Courtesy The Daily Mirror

Given the tight liquidity in capital markets due to the rise in global interest rates, a bail-out package from the International Monetary Fund (IMF) is unavoidable for Sri Lanka next year, according to Professor Razeen Sally, an economist with international repute.

However, Professor Sally noted that the IMF lacks confidence over the Lankan government and in particularly with its ministry handling the country’s finances, as the maiden budget of the national unity government has ignored fiscal consolidation— one of the top conditions imposed by the lender when  extending support.

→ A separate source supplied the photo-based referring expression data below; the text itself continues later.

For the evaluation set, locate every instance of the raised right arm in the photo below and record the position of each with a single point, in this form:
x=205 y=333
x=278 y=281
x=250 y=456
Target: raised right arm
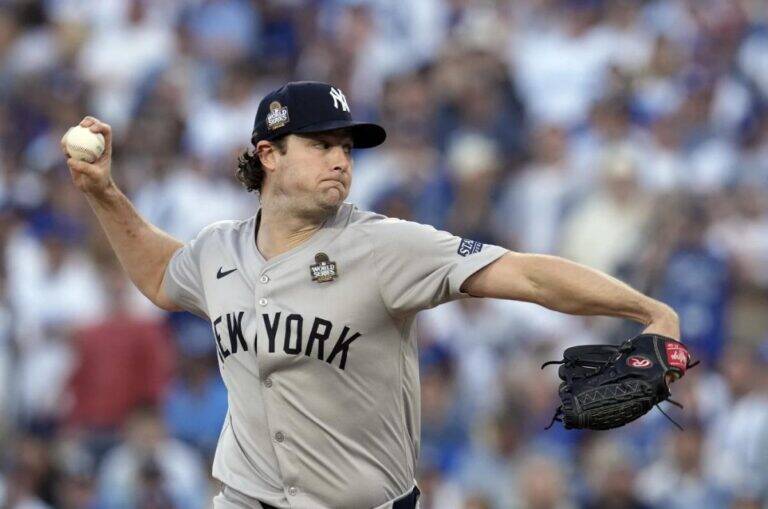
x=143 y=249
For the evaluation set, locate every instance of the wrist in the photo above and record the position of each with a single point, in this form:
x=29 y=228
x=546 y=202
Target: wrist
x=104 y=196
x=663 y=320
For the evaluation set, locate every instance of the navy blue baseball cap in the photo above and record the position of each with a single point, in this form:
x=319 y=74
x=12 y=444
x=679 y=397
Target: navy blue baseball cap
x=311 y=107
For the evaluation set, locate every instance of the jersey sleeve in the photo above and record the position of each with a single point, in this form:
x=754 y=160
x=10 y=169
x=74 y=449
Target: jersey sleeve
x=420 y=267
x=183 y=282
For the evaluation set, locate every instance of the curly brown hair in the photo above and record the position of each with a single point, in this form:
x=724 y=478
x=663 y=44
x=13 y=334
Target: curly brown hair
x=249 y=171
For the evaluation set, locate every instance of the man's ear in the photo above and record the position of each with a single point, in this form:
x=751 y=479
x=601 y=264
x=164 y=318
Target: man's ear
x=265 y=151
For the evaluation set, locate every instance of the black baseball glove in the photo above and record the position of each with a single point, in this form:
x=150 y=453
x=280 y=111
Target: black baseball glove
x=607 y=386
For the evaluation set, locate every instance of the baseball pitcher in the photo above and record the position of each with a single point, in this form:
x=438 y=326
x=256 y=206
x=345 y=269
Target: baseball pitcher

In 2009, Sri Lanka was bailed-out by the IMF from a balance of payment (BOP) crisis—which was triggered by excessive money printing to support subsidies—through a US $ 2.6 billion Stand-By-Arrangement (SBA).

Two weeks ago, Sri Lanka’s Prime Minister, Ranil Wickremesinghe told parliament that the government was looking to start discussions with the IMF for another SBA as the global growth is projected to slowdown.

He noted that ISIS rebels creating greater instability in the Middle East could also hurt Sri Lanka’s economy.  However, the message sent out by the recent Budget 2016 could make the dialogue with the IMF for a potential SBA facility problematic as it seriously lacked  fiscal consolidation.

The new government had also not made progress in the macro-economic front too, Professor Sally, the Visiting Associate Professor at the Lee Kuan Yew, School of Public Policy, National University of Singapore, pointed out.

According to him, Sri Lanka has a culture of acting irresponsibly over its finances and then expects to be bailed out by the IMF. He stressed that continuing this vicious cycle of resorting to the IMF is very damaging.

It prevents a sinner from repenting and it’s another excuse to continue sinning,” said Professor Sally. He noted that the last SBA facility was clearly political and was given under very easy conditions.

The last government pretended it was reforming and the IMF pretended the government was reforming but it kicked the can down the road,” he remarked.  He said Sri Lanka could not expect the IMF to come and sort out all its problems as much of the reforms must be carried out internally.